Bazen eskimeye yüz tutmuş dükkânların, sanayinin tozlu raflarının, yağlı tezgâhlarının ardından öyle özel işler çıkıyor ki insan şaşırıp kalıyor!

Bugün bu tozlu rafların ardında kalan ancak çalışkanlığı ve dinamizmi ile gençlere örnek olabileceğine inandığım Ostimli bir mucitten bahsedeceğim.

Cemalettin Keskin, uzun yıllar Almanya’da kalmış, burada kendi işletmesini kurmuş sonrasında Türkiye'ye gelmiş. Şu anda ise Ankara Ostim’deki atölyesinde işe özel robot makineler üretiyor.

Burak Balcı (B.B): Kısaca tanıyabilir miyiz sizi?

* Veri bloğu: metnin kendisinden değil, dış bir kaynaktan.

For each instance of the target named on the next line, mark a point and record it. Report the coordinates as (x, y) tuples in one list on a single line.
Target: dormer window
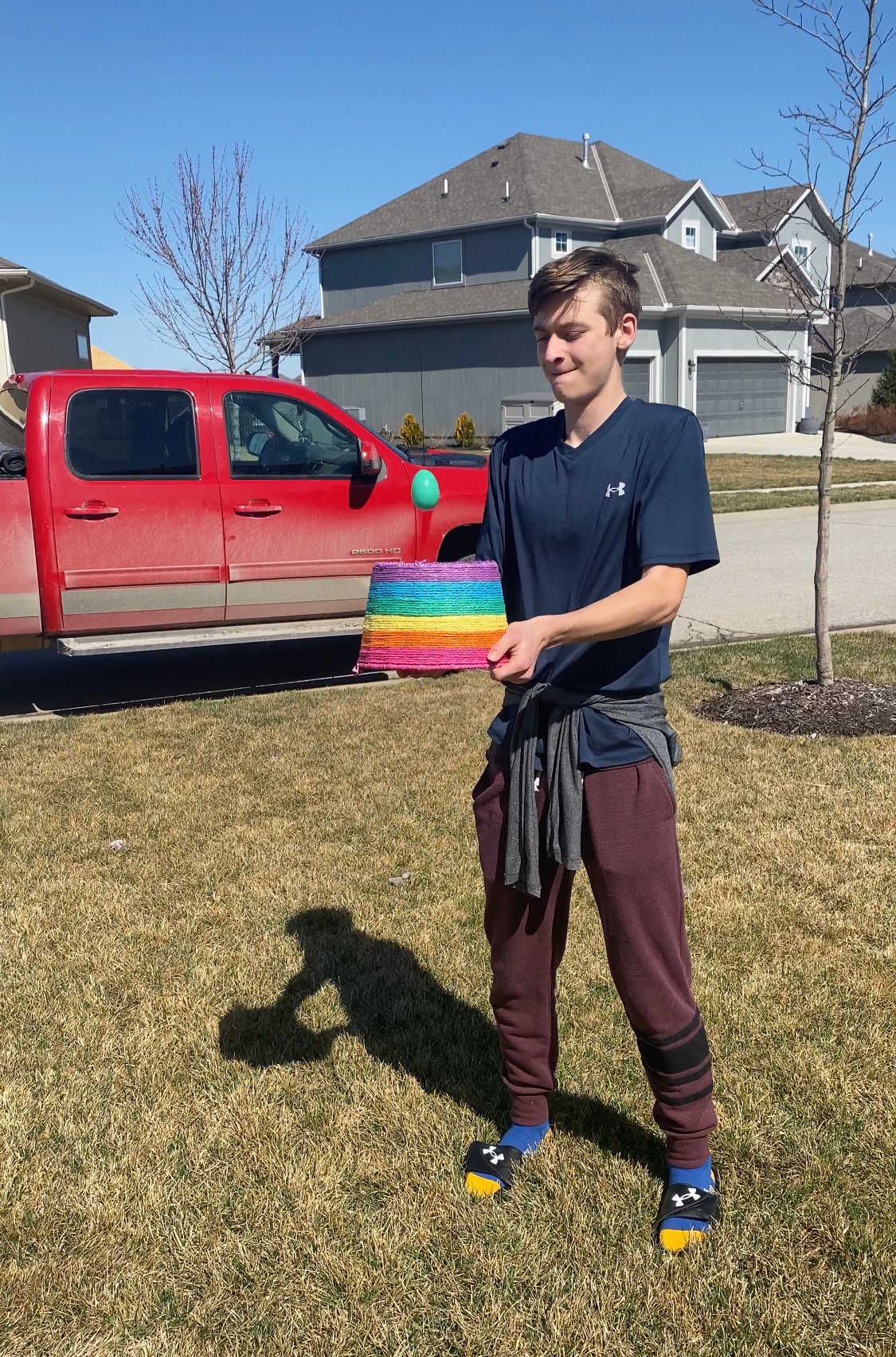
[(800, 252), (447, 264)]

Cemalettin Keskin (C.K): 57 yaşındayım. Uzun yıllar Almanya'da yaşadım. Orada kendi işletmem vardı ve işlerim çok iyiydi ancak 1995 yılında Türkiye'ye dönmeye karar verdim. Makinelerimizi kendi ülkemizde üretelim istedik. 1995-2000 yılları arasında Türkiye'de ürettiğimiz makineleri Almanya’ya sattık. Yüzde yüz ihracatçıydık. Bir süre sonra işlerimiz bozuldu ancak sonrasında toparladık. Ticarette böyle şeyler her zaman olabilir. Şu anda Ostim’deki atölyemizde makine üretimimize devam ediyoruz.

(B.B): Makine üretiyoruz diyorsunuz ama burada üretilen makineler birer robotu andırıyor. Bir de işe özel makine üretiyoruz demiştiniz. Konuyu biraz daha açar mısınız, işe özel makine nedir?

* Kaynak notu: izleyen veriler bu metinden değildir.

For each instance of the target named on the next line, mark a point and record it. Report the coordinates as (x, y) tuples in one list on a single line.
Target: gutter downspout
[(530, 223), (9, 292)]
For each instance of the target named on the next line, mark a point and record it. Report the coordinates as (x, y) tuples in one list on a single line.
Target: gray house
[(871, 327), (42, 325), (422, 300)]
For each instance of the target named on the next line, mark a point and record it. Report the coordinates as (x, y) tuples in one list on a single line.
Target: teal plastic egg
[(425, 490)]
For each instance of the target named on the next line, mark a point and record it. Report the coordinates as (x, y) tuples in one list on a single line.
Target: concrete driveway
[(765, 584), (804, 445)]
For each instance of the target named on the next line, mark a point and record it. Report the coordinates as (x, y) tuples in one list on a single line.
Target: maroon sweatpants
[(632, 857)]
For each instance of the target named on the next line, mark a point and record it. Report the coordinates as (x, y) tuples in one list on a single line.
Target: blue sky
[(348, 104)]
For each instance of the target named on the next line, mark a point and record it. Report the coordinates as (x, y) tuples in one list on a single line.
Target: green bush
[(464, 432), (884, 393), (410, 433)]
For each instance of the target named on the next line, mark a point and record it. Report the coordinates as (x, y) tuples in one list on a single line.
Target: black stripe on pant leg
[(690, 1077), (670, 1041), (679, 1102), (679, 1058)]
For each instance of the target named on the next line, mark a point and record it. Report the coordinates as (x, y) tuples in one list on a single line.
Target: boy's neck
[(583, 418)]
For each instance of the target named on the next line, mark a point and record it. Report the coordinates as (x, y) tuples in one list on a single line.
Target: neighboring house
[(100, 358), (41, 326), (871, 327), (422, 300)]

(C.K): Makine derken aslında tasarımından, üretimine, yazılımına kadar olan bir bütünü ifade etmek istedim. Ama haklısınız bu makineler aslında yazılımları olan ve işlerini çok iyi bilen robot işçiler… Örneğin sizin bir ayakkabı fabrikanız var ama üretiminizi seri hale getirmek ve masraflarınızı düşürmek istiyorsunuz. Bunun için de işleri seri halde yapacak bir makineye ihtiyacınız var… Biz burada devreye giriyoruz. Gelip fabrikanızı inceliyoruz. Nasıl bir makinenin sizin işinize yarayacağının fizibilitesini çıkarıyoruz, sonrasında da makineyi geliştirme süreci başlıyor.

(B.B): Her iş için ayrı ve özel bir makine geliştiriyorsunuz…

(C.K): Evet, her işin kendisine has özellikleri olduğu için makineler de işe özel olarak tasarlanıp, geliştiriliyor.

(B.B): Her işin ayrı bir AR-GE…

(C.K): Aynen öyle. Bizde seri imalat yok. Yaptığımız her işin kendi içerisinde özel amaçları var bu nedenle her makinemiz bir ayrı AR-GE’dir. Her yeni işte olmayan bir makineyi yapıyoruz. İhtiyaç neredeyse ona özel bir makine geliştiriyoruz.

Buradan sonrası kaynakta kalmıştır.